Bearing in mind that āsava can be roughly translated as liquor and that arrak was and still is a common Asian word meaning distillate, here is Prof McHugh’s answer:
“The earliest explicit description of alcoholic distillation that I am aware of is from a medical text, the Gadanigraha by Sodala, a Gujarati, dating from around 1200 CE. In this text one āsava recipe describes the distillation of an “arka”, a Sanskritized word derived from Arabic to describe a distillate. To make this date (kharjūra) preparation, many plant products, including dates, emblic myrobalan, grapes, and dhātakī flowers, are all ground together with jaggery [a kind of Indian sugar]. Then the recipe describes the fermentation and distillation process:
‘Put it [i.e. the herb-jaggery mixture] inside a capacious ghee-vessel (ghṛtasya bhāṇḍe), and add one hundred and ten prasthas [a measure] of water, and put it in the earth for five days, and having ascertained that it is ready to be finished on their sixth day, it should be well attached in the middle part of a pair of devices (yantra) made from copper. Wash three hundred betel leaves and two thousands lotuses, and add them according to the method, and then, having sealed the connection, place the device on a hearth. Then one should properly distill (níṣkāśayet) the arka, having put water on top of the device.’
The fine details are unclear, but certainly fermentation is taking place, and, when ‘finished’, the liquid (or maybe the vessel) is placed with fresh leaves and flowers in the ‘middle part’ of two copper vessels. The whole is placed on a fire, and a distillate, arka, is expelled or drawn out, with water condensing it. It is absolutely clear that a distillation process is described here and that the liquid distilled is a fermented, sugar-based drink, so this is alcoholic distillation (of a specialized medicine, not a common liquor).” So, in 1200s’ India too, as it happened in Italy at the same time, at the beginning alcohol was used to produce medicines, not pleasure drinks.
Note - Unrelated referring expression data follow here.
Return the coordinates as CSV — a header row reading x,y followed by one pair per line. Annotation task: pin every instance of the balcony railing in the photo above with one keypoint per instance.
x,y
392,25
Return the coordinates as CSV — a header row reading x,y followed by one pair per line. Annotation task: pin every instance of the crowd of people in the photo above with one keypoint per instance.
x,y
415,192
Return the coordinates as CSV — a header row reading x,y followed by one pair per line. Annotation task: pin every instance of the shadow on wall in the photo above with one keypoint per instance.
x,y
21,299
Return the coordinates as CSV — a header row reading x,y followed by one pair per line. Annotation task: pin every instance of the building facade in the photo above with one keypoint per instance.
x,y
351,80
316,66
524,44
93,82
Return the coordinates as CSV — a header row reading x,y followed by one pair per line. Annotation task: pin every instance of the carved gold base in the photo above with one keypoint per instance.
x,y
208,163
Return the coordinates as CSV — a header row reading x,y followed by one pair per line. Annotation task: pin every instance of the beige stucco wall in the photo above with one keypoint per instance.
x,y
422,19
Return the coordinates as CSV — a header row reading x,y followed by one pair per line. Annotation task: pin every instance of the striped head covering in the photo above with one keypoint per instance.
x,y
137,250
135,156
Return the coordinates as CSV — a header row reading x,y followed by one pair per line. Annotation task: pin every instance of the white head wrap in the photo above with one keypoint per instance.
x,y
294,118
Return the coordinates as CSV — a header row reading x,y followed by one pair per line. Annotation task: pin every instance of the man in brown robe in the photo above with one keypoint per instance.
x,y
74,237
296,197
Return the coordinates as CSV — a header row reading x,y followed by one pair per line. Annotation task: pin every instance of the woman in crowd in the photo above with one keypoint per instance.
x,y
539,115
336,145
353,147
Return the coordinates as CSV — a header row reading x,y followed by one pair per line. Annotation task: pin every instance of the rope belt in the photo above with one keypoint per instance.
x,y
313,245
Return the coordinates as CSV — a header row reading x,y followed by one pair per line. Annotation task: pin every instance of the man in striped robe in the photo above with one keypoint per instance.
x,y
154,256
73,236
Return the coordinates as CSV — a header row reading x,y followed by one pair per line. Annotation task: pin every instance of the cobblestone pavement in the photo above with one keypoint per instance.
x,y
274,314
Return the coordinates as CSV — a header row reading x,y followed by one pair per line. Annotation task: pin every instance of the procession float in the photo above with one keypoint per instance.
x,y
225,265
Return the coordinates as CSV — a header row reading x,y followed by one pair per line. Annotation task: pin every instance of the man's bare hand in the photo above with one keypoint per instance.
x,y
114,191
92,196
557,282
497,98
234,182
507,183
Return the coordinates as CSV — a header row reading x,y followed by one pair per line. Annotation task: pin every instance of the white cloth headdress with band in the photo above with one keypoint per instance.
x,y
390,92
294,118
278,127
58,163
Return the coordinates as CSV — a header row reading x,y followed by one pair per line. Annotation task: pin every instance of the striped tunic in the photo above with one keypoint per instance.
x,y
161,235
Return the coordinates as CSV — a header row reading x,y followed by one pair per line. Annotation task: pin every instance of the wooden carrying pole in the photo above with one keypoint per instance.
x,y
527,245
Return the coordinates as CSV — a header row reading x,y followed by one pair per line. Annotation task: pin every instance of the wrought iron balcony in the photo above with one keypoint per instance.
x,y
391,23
“An important point to note here is that, when Sanskrit texts mention alcoholic distillation, they are quite clear about it, using specific vocabulary: a distilled drink, arka, is made by distillation (níṣ Ѵkaś/kas, caus. ‘expel).
McHugh then quotes other academics, among whom Irfan Habib: “Habib quotes an account of distillation that Zia Barani composed in 1357, in writing about the time of Sultan Kaiqubad (1286-9): ‘the wine makers of Kol and Meerut brought [to Delhi] distilled (chakānīda) sweeet-scented unfermented (be-khammari) arrak (‘arq), two or three years old, filling wine flagons with it.” He is referring here to a well-established commercial practice, a veritable business of distilling, including intentional, planned aging of the product. Of course, I would like to know what that “wine” was made from, and I do not understand what that ‘unfermented’ meant. Once again, in order to really understand it would be necessary to know the context and the original language, which, in this case, I think is Persian.
“In conclusion, we have abundant positive textual evidence for early alcoholic drinks in South Asia being only fermented, not distilled. We also have clear textual evidence for alcoholic distillation in the region as of around the thirteenth century CE which neatly matches Irfan Habib’s approximate estimate of when alcoholic distillation became common, based on Persian sources from India.” To sum up, “Given the dates of these texts that mention distillation, alcoholic distillation for recreational drinking may have become common in South Asia from roughly the thirteenth century onward.”